While this potential is interesting (see the Radiolab story about the professor who, from looking at the declining variety of words in her texts, found that Agatha Christie had undiagnosed Alzheimer’s), the question arises: isn’t even this most basic level of encoding an interpretation? I find that Paul Eggert and, later, James Cummings’ response to this compelling: TEI provides a “phenomenology, not an ontology” of the text (Cummings). As though one could provide the ontology of the text? Text essence? Text Dasein? Probably not, I believe, “book” Dasein. The problem seems to be one of expectation: semantic encoding leads intuitively to the expectation of ontological capture. While considering metadata, then, perhaps there is a line to be drawn in what metadata is for purposes of display, and what metadata passes beyond visualization of the text.

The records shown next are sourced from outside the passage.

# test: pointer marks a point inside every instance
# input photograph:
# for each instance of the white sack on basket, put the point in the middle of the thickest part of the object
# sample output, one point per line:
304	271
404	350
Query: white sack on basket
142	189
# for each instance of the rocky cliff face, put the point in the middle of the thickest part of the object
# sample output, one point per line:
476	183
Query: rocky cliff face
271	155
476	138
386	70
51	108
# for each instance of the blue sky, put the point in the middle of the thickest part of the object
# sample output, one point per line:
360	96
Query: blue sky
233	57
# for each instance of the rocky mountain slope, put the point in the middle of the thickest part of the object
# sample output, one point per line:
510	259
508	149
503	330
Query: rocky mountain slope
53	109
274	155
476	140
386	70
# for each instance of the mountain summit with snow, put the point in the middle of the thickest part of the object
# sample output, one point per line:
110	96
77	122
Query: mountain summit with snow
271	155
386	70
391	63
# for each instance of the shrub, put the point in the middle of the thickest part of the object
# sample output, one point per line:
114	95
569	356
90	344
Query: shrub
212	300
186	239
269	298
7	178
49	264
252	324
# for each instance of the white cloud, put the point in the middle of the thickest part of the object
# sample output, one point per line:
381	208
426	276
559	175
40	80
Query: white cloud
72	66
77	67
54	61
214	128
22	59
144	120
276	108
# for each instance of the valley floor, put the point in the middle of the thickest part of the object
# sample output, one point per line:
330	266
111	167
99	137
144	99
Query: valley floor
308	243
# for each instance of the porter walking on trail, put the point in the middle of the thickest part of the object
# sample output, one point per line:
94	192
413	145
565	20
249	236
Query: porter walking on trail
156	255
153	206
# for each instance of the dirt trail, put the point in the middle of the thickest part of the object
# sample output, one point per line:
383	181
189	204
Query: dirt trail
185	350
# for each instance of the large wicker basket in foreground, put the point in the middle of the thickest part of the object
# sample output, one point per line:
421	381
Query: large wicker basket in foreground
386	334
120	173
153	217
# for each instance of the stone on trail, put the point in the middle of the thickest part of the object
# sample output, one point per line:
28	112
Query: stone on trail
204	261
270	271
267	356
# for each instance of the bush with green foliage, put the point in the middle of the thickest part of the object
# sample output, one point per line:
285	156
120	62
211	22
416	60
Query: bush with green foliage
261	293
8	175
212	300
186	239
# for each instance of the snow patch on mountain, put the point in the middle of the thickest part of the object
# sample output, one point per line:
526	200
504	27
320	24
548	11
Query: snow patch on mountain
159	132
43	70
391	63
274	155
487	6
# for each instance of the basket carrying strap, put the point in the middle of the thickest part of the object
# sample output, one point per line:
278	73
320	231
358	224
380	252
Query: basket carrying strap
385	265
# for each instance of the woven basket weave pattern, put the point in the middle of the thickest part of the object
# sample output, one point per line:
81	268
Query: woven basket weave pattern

Cummings presents an example that falls between the silent metadata tagging of XML texts and traditional critical scholarly work when he recommends a digital text that can have varying degrees of critical apparatus. This is metadata but not hidden metadata and not metadata that manifests without one’s go-ahead (in Cummings example at least, it sounds as though one can choose which metadata is available at any given time). Here is Cummings’ description of the text many-editions-in-one digital text:
Electronic publications can, if suitably encoded and suitably supported by software, present the same text in many forms: as clear text, as diplomatic transcript of one witness or another, as critical reconstruction of an authorial text, with or without critical apparatus of variants, and with or without annotations aimed at the textual scholar, the historian, the literary scholar, the linguist, the graduate student, or the undergraduate. (Cummings)
This text, I imagine, does change the ontological status of the text, and this change manifests as phenomenological alteration. Imagine, if one will, having a text of Moby Dick which could include either zero footnotes, or footnotes for the layman, footnotes for the undergrad, and footnotes for the grad student (would you like to read Moby Dick on easy, medium or hard?). One would have a sense at any given point of incompleteness while reading the text, as if bypassing layers of associative, interpretive work available at only the toggle of a menu option.
Cummings, James. “The Text Encoding Initiative and the Study of Literature.” Companion to Digital Literary Studies. Ed. Susan Schriebman, Ray Siemens. Oxford: Blackwell 2008. Web. January 30, 2013.
Golumbia, David. The Cultural Logic of Computation. Cambridge: Harvard UP, 2009. Print.